L’heure de vérité approche. Alors que les restrictions se lèvent, les premiers courriers de l’Urssaf ont commencé à arriver dans les boîtes aux lettres : 290 000 plans d’apurement (étalement de la dette) ont été envoyés aux entreprises identifiées comme étant le moins en difficulté, indique l’organisme. Plus le montant à rembourser est élevé, plus le plan proposé sera long, jusqu’à trente-six mois. Pour les travailleurs indépendants, les vagues d’envois les plus importantes interviendront au second semestre. Cela pourrait donner des sueurs froides à beaucoup d’entre eux, comme à ce couple de dirigeants d’un commerce de vêtements, en bord de mer. Leur situation est « ric-rac ». Pour limiter les coûts, ils n’ont pas recruté de salariés l’été dernier. Ils n’ont toujours pas reçu d’appels à payer, mais au regard des calculs établis par leur conseil, ils doivent 25 000 euros à l’Urssaf, au titre de leur cotisation personnelle, rien que pour 2020. Une somme qui pourrait doubler avec les cotisations de 2021. « Une grande partie de leur PGE est passée dans l’achat du stock qu’ils ont dû solder pour maintenir les ventes. Conséquence : leurs marges ont fondu, et, malgré 450 000 euros de chiffres d’affaires, leur trésorerie est à sec, explique Marina Navuec, expert-comptable chez Fiteco.
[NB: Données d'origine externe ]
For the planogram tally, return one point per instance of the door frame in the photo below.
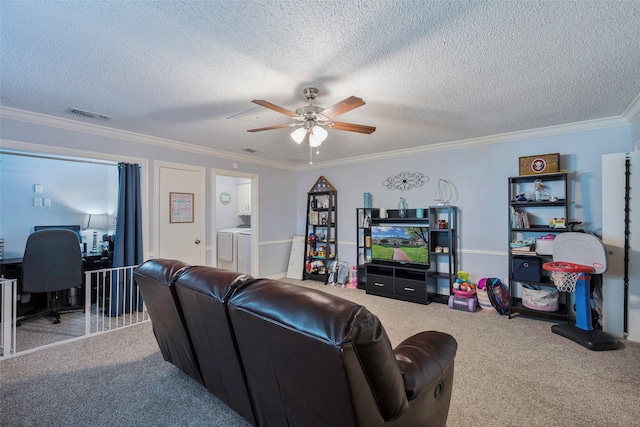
(199, 208)
(255, 256)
Je ne sais pas si trois années d’étalement suffiront pour qu’ils puissent à la fois s’acquitter des charges mensuelles et du retard de paiement. » Pour François Asselin, si les dépôts de bilan sont inévitables, leurs contours doivent évoluer concernant la dette sociale des entrepreneurs. « Il faut qu’elle soit intégrée à la liquidation de l’entreprise et qu’elle ne soit plus suspendue au-dessus de leur tête, des mois après, comme c’est le cas aujourd’hui », plaide-t-il. Un drame pour beaucoup d’entre eux. L’écho de sa proposition serait selon lui positif. Reste maintenant à la transformer en actes.